Tuesday, October 11

There Used to Become a Baseball Skills Competition Using The Home Run Derby, Plus it Should Exist Again.

Barry Larkin ruined everything.

Fans with the 1990 A’s are already able to state this for many years. Now it’s our MLB The Show 18 Stubs turn. Back in 1989, Major League Baseball held a skills competition that went past the Home Run Derby. There were catchers. There were relay throws. There were, obviously, dingers. There’s no video — it’s feasible for it wasn’t even televised — but we all do have archeological evidence it existed.

Pena scored 21 points by throwing three balls by using a target and showing up in target six times. Santiago tossed four over the hole striking the target six in other cases. Steinbach and Tettleton were capable of throw the ball throughout the MLB 18 Stubs target only one time between them.

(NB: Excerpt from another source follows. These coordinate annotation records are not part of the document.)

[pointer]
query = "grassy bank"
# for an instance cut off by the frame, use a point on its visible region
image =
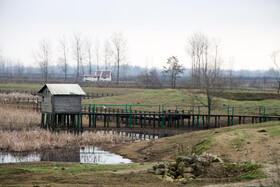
(23, 141)
(240, 143)
(74, 174)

If we’re being completely honest, this version on the skills competition seems like a bit of a snooze. I’m all for catchers winging baseballs by way of a tiny hole at second base, even so the rest on the competition featured a relay-throw event and a great hit derby that had been suspiciously bereft of home runs. Eric Davis hit three home runs and led the derby. Bo Jackson hit one. And never during my life have I wanted baseball’s best relay-throwers to get a relay-throw match in relay-throw thunderdome.

But it existed. And Barry Larkin ruined it.

Baseball did use a skills competition. Larkin was taking part in it for the 1989 All-Star Game in Anaheim. He made a throw and his awesome elbow went.

”I heard a pop off inside the distance just like a gun shot had opted off,” Larkin said. “I was like something is taking here. Then I realized it absolutely was my elbow. That wasn’t good.”

Larkin was building a relay throw. The correlation is apparent. Player makes relay toss in relay-throw thunderdome; player gets hurt; relay-throw thunderdome is responsible for that injury. Skills competitors are cancelled. Intern accountable for it is release.

Except, that’s not how elbow injuries work. It’s not ONE BIG THROW that does elbows in. It’s a cumulative injury that builds on top of throw after throw after throw. Remember how Jose Canseco’s pitching outing was blamed for his Tommy John surgery? Wasn’t true.

The report from Dr. Jobe took some in the heat off.

He explained until this was a progressive injury, a tear which was becoming greater after some time and probably had begun the year before. Jose’s full-fan performance from the bullpen may have enhanced it, therefore the throw from your outfield finally blew your elbow.

The skills competition didn’t help Larkin’s elbow. It was the proverbial straw. But it didn’t make the injury. If you take the healthiest an affiliate baseball right this moment, someone which has a ligament of steel, they aren’t planning to blow up their elbow with one fluky throw. If it wasn’t that hot July evening, it might are already an infield practice that following month. Or maybe in September.